Starting a business is exciting.  It’s also expensive. You’ve worked hard to save money to launch the business, maybe have raised some money from friends and family or other investors, and you are trying to be cautious in how and where you spend your money.  It can be tempting to cut costs and assume you can “clean it up later”.  The problem is that “later” never comes.  You are busy doing what you do best, managing and building your business.  Administrative issues, tracking down individuals to sign documents they should have signed at the outset, getting your accounting on the right track are all far down on the “to do” list.

As a result, many founders, while having done an amazing job growing their business, find themselves behind when an opportunity arises (sometimes very quickly) to sell their company.  A potential buyer will initially conduct a detailed analysis of your business through a process called due diligence.  They will ask to see a wide variety of documents, such as employment and corporate records, customer and vendor contracts, as well as your books and records and tax returns (among other things).  All of this helps them understand your business to see what valuation is justified (or to confirm that the offer they made in a term sheet is accurate) based on the current financials and growth opportunities and what liabilities exist or might arise down the road.

A seller who is behind in having these documents and records in place already may unexpectedly find themselves spending a lot of time and money trying to retroactively get documents signed, obligations paid, and issues cleaned up.  It also may give a possible buyer pause that the Company is not well organized and therefore potentially riskier.  At best this delays the sale and at worst results in the deal collapsing or the buyer reducing the offered purchase price.   It also will make the due diligence period extremely stressful.   Much of this could have been avoided by handling the business from an administrative and financial side correctly from the outset.

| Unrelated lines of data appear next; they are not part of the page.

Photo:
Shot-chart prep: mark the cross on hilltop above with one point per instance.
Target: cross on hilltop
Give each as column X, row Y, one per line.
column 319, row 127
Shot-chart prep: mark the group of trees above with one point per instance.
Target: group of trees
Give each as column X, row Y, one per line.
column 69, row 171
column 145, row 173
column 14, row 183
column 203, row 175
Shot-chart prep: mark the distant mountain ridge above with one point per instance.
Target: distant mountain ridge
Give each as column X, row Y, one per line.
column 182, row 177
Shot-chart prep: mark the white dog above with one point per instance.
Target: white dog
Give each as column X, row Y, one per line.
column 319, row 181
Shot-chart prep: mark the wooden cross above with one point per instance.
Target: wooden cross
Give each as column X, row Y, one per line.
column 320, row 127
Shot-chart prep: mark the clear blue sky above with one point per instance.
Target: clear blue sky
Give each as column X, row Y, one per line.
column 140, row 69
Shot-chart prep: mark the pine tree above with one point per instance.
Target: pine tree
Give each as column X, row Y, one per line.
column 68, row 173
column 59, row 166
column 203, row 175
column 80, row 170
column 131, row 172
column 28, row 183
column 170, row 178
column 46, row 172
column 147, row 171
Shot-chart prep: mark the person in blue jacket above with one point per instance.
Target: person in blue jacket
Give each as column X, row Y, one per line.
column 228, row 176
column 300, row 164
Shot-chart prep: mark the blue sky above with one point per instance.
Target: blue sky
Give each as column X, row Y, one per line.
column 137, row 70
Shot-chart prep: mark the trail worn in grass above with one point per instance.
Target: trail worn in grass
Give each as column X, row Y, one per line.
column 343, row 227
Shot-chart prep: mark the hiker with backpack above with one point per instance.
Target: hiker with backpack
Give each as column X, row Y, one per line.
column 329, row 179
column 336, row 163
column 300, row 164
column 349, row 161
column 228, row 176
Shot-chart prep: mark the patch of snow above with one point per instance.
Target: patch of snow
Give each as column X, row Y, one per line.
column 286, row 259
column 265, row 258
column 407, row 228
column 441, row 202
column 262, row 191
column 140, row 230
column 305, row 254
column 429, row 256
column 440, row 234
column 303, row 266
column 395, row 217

Here are some common issues we see when helping our clients in due diligence:

  • Doing a quick formation of their company on-line and not completing the organization process to make sure the legal entity is properly organized. On-line formations can be economical, but it is not uncommon for us to see clients trying to clean up organizational issues after the fact if they don’t follow through and complete the process.
  • Forgetting to have employees and independent contractors sign offer letters, intellectual property assignment agreements, and commission agreements.
  • Misclassifying employees as independent contractors.
  • Forgetting to maintain accurate corporate records on an ongoing basis (annual shareholder actions/meetings, making annual state filings etc.).
  • Using the cash basis of accounting rather than the accrual method when there was not a strong reason to use the cash method. The result is that it makes it more difficult for a potential buyer to obtain accurate historical records and predict cash flow in the future.   Sometimes the seller then needs to change over their accounting method.
  • Not obtaining a 409A valuation when pricing stock options if possible or failing to document and approve options in a timely manner, which can result in a higher exercise price for employees or unforeseen tax issues.
  • Not paying sales tax in all of jurisdictions where products or software are being sold, which can create huge future liabilities for a potential buyer or force you to pay for audits and back taxes prior to a sale.
  • Not using a payroll service to handle payroll to make sure all employees are paid accurately and timely, which can result in potential future liability for the buyer.
  • Failing to keep accurate time records for all employees, which creates potential future liabilities for unpaid wages, meal breaks, overtime etc.
  • Not having a system in place for tracking and keeping all customer and vendor agreements, which will need to be turned over during due diligence.
  • Failing to document and obtain releases from departing shareholders.

The above is only an illustrative list of issues that we have seen.  Forming the business correctly at the outset and staying on top of documentation and financial issues will go a long way towards reducing your stress and expense in the future and hopefully result in a higher sale price for your business.